How to limit concurrent goroutines

You have a list of 10,000 URLs to scrape. You write a loop, spawn a goroutine for each URL, and run the program. The CPU spikes to 100%. Memory usage climbs as 10,000 HTTP connections open simultaneously. The target server detects the flood and bans your IP. Your program crashes with an out-of-memory error before finishing 1%.

Concurrency without limits is a resource leak waiting to happen. You need a governor. You need to cap the number of active goroutines so the system stays stable, the downstream service stays happy, and your memory usage remains predictable.

Go provides a clean idiom for this: a buffered channel acting as a semaphore. The channel capacity represents the maximum number of concurrent workers. Sending to the channel acquires a slot. Receiving from the channel releases a slot.
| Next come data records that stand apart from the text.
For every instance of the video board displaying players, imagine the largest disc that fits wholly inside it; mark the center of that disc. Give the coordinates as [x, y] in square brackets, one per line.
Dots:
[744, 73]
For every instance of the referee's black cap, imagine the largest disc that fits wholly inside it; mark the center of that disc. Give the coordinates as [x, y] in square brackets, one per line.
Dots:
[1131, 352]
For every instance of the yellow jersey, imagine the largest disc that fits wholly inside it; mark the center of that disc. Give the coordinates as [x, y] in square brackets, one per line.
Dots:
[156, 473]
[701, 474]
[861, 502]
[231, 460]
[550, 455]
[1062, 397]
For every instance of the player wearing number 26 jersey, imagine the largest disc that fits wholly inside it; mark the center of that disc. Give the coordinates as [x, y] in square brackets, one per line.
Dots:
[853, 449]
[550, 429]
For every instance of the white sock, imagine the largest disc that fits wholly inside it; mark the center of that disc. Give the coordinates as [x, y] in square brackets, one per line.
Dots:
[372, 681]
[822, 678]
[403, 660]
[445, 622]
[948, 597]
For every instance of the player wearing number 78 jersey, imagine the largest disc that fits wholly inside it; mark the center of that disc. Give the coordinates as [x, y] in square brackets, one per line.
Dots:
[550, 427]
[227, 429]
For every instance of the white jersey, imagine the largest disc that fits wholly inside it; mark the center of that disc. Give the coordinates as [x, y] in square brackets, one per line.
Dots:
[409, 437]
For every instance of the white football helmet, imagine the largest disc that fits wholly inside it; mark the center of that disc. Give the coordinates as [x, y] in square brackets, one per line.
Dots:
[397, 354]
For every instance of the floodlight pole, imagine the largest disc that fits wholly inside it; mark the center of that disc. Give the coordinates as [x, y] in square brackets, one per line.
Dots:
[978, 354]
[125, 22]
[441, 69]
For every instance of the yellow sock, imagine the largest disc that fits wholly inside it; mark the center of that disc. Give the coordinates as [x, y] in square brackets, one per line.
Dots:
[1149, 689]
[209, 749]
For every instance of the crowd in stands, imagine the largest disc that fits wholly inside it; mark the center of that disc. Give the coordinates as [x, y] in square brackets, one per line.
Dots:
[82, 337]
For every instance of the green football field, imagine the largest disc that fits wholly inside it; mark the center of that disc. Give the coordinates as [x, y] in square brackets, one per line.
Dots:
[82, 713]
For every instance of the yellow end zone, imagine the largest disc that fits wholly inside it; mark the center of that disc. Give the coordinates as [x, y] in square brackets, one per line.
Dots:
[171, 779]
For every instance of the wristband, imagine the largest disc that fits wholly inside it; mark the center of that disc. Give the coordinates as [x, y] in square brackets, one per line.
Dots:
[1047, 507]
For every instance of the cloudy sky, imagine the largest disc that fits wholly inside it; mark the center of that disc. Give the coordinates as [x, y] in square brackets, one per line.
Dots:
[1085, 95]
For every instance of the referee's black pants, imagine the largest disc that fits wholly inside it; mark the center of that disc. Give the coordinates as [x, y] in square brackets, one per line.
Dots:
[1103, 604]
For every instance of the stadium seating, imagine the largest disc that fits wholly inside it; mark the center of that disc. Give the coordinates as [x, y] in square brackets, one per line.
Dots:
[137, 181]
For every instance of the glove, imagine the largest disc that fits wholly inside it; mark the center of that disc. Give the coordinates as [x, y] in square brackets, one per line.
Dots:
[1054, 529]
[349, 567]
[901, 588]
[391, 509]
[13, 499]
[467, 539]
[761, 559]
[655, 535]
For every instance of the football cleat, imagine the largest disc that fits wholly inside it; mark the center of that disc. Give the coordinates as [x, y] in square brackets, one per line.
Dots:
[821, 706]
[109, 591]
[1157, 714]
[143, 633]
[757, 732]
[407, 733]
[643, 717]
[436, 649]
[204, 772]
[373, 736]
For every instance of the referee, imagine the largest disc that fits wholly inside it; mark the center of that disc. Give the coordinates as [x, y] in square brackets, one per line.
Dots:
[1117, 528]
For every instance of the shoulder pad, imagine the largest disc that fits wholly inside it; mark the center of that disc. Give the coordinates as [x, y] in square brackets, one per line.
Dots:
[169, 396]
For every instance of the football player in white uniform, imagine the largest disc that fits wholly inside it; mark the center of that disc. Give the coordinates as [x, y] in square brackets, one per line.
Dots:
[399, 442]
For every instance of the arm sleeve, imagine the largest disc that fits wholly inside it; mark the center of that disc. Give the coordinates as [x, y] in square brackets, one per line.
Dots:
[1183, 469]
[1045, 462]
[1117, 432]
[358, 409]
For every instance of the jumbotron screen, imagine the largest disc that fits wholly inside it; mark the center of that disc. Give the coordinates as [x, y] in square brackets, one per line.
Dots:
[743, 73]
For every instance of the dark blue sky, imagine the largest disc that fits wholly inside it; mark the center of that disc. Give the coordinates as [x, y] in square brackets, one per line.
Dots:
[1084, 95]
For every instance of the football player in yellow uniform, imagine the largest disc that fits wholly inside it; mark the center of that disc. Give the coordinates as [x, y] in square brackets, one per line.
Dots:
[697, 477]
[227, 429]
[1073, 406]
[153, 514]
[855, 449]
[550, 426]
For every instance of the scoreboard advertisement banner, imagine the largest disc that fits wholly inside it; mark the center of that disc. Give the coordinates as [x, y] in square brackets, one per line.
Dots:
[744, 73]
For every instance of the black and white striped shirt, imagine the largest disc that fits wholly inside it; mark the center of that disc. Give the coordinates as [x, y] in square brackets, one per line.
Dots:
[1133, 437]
When the buffer is full, sends block until a worker finishes and frees a slot.

The semaphore pattern

A semaphore is a synchronization primitive that controls access to a shared resource by maintaining a count of available permits. In Go, you don't need a special library. A buffered channel with a fixed capacity is a semaphore.

The capacity is the limit. The values inside the channel are tokens. You send a token to enter the critical section. You receive a token to leave. The channel ensures you never have more tokens in circulation than the capacity allows.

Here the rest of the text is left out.